もう、今から業務が始まるのだ、寝ている暇はない。

「お、本日も美味そうですね、ユーノさん。」
「ヴァイス陸曹、おはようございます。」
「いっつも言ってるでしょう、敬語はやめてください。」

本当、誰も敬語はいらないらしい。

「顔色悪いですよ、大丈夫ですか?」
「ああ、久しぶりの徹夜でちょっと。」

疲れが出たみたい、とユーノは言う。
ある意味、ヴァイスにしてみれば見慣れた顔だったが、それはそれで引き攣る。

「…ユーノさん、いつも大変ですね。」
「そうかい?」
「俺にはそう見えます。」

ヴァイスの言葉に、ユーノは苦笑する。

「…確かに、大変だ、だけど、僕は幸せだよ…満足しているとも言えるね。

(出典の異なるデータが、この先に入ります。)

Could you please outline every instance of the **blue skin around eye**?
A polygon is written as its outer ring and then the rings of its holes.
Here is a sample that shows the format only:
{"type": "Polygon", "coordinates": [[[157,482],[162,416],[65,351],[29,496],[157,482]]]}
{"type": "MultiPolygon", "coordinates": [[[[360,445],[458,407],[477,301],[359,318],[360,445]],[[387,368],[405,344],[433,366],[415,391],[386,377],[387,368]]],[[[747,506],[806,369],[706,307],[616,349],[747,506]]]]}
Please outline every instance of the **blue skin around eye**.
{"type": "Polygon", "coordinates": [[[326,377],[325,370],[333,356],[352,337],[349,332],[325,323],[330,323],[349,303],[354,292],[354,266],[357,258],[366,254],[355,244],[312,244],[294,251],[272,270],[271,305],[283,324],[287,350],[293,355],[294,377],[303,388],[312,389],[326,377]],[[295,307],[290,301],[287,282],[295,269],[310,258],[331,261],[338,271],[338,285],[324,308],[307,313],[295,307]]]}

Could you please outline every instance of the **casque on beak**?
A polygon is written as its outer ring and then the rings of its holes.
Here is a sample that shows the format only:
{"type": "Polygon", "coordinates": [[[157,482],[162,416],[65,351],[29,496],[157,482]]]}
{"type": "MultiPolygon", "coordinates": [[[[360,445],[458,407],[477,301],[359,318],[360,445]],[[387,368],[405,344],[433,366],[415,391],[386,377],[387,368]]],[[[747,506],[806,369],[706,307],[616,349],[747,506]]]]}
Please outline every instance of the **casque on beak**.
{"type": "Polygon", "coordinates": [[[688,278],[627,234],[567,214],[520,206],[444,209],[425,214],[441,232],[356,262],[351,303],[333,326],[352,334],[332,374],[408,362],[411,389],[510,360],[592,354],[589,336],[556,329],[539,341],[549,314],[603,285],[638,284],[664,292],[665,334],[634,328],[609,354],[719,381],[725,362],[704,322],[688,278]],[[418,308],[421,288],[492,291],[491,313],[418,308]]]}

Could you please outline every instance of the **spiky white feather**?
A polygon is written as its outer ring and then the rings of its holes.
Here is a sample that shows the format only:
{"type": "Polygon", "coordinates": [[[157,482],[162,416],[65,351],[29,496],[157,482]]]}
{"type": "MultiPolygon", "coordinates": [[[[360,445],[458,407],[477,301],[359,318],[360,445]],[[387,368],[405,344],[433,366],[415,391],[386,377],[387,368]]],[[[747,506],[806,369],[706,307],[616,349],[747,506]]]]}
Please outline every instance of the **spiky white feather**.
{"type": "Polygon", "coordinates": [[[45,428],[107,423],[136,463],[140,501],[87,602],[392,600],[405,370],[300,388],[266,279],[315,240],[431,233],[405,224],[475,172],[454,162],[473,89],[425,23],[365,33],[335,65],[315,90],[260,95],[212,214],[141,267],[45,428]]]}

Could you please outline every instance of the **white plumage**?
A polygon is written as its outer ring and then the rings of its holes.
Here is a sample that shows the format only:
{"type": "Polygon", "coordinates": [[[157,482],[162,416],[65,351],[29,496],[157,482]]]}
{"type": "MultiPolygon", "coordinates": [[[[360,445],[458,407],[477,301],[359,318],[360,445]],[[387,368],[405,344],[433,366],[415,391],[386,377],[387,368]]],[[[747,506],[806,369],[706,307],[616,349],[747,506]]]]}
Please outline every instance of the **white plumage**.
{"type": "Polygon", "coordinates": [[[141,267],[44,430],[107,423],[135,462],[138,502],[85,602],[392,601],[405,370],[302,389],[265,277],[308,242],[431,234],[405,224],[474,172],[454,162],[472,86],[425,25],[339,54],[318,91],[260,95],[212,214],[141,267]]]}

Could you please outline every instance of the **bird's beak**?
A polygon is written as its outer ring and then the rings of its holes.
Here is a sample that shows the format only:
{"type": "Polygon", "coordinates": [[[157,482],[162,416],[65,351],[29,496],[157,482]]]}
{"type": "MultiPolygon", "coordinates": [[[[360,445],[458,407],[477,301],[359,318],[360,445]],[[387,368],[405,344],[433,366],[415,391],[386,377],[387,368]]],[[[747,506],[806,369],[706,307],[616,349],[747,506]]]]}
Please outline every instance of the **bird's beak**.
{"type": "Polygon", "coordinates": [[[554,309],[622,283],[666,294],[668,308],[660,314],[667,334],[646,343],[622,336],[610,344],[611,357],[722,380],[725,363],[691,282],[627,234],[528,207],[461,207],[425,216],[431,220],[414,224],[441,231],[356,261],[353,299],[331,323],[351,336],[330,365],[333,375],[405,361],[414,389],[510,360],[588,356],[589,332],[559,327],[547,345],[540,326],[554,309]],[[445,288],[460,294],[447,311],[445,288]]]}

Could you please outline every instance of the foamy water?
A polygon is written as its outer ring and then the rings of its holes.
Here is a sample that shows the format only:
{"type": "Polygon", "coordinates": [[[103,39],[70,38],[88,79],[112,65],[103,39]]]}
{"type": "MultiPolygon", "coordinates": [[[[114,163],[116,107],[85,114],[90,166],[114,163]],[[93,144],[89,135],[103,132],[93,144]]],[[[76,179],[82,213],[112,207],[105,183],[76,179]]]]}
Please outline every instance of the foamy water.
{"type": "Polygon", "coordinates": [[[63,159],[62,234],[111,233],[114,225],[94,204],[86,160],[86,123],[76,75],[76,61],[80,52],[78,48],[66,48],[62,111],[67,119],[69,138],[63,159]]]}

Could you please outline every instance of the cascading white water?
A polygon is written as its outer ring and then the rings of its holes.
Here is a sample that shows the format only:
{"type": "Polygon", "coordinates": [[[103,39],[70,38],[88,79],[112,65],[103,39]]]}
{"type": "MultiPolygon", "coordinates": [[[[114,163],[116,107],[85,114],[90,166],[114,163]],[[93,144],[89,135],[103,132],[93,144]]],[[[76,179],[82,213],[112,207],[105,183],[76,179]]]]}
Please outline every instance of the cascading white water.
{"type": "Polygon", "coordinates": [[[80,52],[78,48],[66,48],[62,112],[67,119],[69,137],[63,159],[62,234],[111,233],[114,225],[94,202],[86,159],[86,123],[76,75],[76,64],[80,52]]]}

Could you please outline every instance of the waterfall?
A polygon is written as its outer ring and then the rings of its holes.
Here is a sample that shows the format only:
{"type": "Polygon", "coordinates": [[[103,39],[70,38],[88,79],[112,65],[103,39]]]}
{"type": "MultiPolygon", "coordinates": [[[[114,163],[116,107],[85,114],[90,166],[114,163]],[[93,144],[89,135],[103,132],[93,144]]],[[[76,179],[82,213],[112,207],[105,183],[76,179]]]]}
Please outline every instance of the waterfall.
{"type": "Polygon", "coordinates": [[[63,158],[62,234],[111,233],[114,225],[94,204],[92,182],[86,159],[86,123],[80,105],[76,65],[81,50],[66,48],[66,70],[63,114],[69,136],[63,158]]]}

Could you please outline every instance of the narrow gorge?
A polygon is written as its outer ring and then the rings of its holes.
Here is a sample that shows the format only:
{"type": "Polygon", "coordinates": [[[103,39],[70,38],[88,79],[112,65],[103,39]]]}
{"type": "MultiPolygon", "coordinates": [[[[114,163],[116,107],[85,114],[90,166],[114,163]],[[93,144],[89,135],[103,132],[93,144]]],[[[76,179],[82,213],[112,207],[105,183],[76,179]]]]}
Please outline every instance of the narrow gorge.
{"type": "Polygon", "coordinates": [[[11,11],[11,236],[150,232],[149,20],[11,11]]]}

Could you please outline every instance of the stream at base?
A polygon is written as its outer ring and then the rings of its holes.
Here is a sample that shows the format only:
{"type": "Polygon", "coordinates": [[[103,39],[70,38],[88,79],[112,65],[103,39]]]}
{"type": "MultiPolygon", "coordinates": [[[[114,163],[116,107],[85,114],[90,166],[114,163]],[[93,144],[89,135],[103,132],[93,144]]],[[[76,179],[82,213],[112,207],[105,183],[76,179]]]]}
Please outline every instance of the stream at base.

」
「…そうなんですか?」

ヴァイスにニコリと笑って、それは本心なのだ、と伝える。
ずっと、物足りなかった中にいた者だからこそ、今はとても充足していて幸せで。
ユーノはだからこそ微笑む。

「こうしてずっと、このまま進んでいけたらなって、僕は思う。」

ヴァイスは少しユーノを羨ましそうに見た後、手を振って、厨房から出て行こうとして――

「あ〜、そういえば、ヴィヴィオちゃんが昨日、ユーノさんの名前を呼びながら泣きまくってましたよ。」
「…え?」

やっぱり、平穏ではないけれど、でも、幸せと思える日々。

「嘘つき〜!」

こんな日々が続けばいい。

「ごめん、ヴィヴィオ〜!」

ユーノは心の底からそう思う。

「ユーノ…等価じゃなかったから、もう少し条件追加させてもらうよ?」
「は、はい。」

ゆったりとした風の中で。

「それじゃ…私に、付き合ってください。」
「…どこに?」

穏やかな空気の中で。

「人生の墓場♪」
「へ…?」
「あ、フェイトちゃん、抜け駆け、ずるい!?」

慌しくあっても、それはとても平穏な日々で。
それは、ユーノが望んだ、日常。

ー終りー

調子にのって続き書いちゃった…
カオス…微量ユーノ×フェイト。